I am sure that you had all been going crazy, wondering how the textual editing was going, sad not to be receiving daily updates. I know that this is the blog that people come to for the cutting edge of emendation methods, for breaking news about the use of copytexts.
Well good news!
I can tell you that one of the real pleasures of textual editing is trying to make the text itself (apart from any annotations or apparatus) as perfect as possible (or "apap" as we in the business might say). Making a text apap is an endurance event. It requires proofreading, re-proofreading, getting your friends to proofread, paying your students to proofread, and then—everyone’s favorite—pair-proofing. That is when one poor soul looks at the text you have prepared while another soul (really and truly, on the precipice of purgatory) reads aloud from the copytext, being sure to note capitalization, formatting, page breaks, etc.
That task, my friends, is DONE, but it did take about 100 hours. (I am not making that up.)
But NOW, I am in the enviable position of regularizing terminology. You see, the text in question is a wacky one, having been produced by a poet known for his poor habits of spelling and punctuation, and then published by a small house which seems not to have sprung for a proofreader. Or a copyeditor.
So the question facing me was, how many of the erratic capitalizations should I emend? How many leave, in order to allow for expression? How many variations in whether a particular term—especially a term used in a specific, technical way—is capitalized, abbreviated, or italicized can I allow?
The answer (and I am sure you are dying to know) is that this specialized vocabulary is being regularized, but all the other craziness will stand!
So now I am doing search + replace + emend (in my fancy dancy table) on all those terms. And this process, friends, is why I get paid the big bucks. It is dizzyingly boring work, and yet I must use my ultra-super powers to keep focused and not let a single instance of uncapitalized or unitalicized Daimon get past me.

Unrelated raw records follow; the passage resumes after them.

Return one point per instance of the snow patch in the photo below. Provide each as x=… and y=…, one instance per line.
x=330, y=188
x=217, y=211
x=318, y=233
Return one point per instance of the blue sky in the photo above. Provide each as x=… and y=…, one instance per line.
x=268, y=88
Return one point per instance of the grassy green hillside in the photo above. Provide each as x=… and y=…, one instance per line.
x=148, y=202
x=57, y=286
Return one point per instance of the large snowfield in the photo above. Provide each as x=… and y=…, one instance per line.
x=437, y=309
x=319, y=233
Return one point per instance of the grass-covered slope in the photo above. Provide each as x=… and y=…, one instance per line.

It makes me think of the difference between swimming in a pool with lanes and swimming in a lake. In the pool, especially when you are swimming for a coach, and especially if you are doing a set of technique drills, everything has to be apap. Like today: we were doing a truly sadistic drill for freestyle, where you recover underwater (kind of like doggy paddle) but also where you keep your hands in fists, so that you practice the difference between having and lacking a feel for the water. (Guess which one it is when you are swimming with fists.) This drill is TIRING, and it also requires tremendous focus because you are not supposed to allow your elbows to drop.
Compare this with swimming in your average lake, where you don’t have a lane line, and no one can really see what your hands are doing, and you really cannot be certain how far you have swum. The sky is blue with little fluffy clouds and there are birds flying around. You are inside some boat-excluding buoys, so you don’t need to worry about being run over. The water temperature is perfect, and the fish are not biting.
How I long for a good lake swim! Yesterday I swam masters in the morning (3700 yards) and then swam in the lake. The person who organized the swim speculated that the distance was about 800 yards. At each buoy we waited for everyone to catch up, and enjoyed just being in the lake.
Luckily, if I can get this search + replace + emend task done by noon tomorrow, I get to swim in the lake.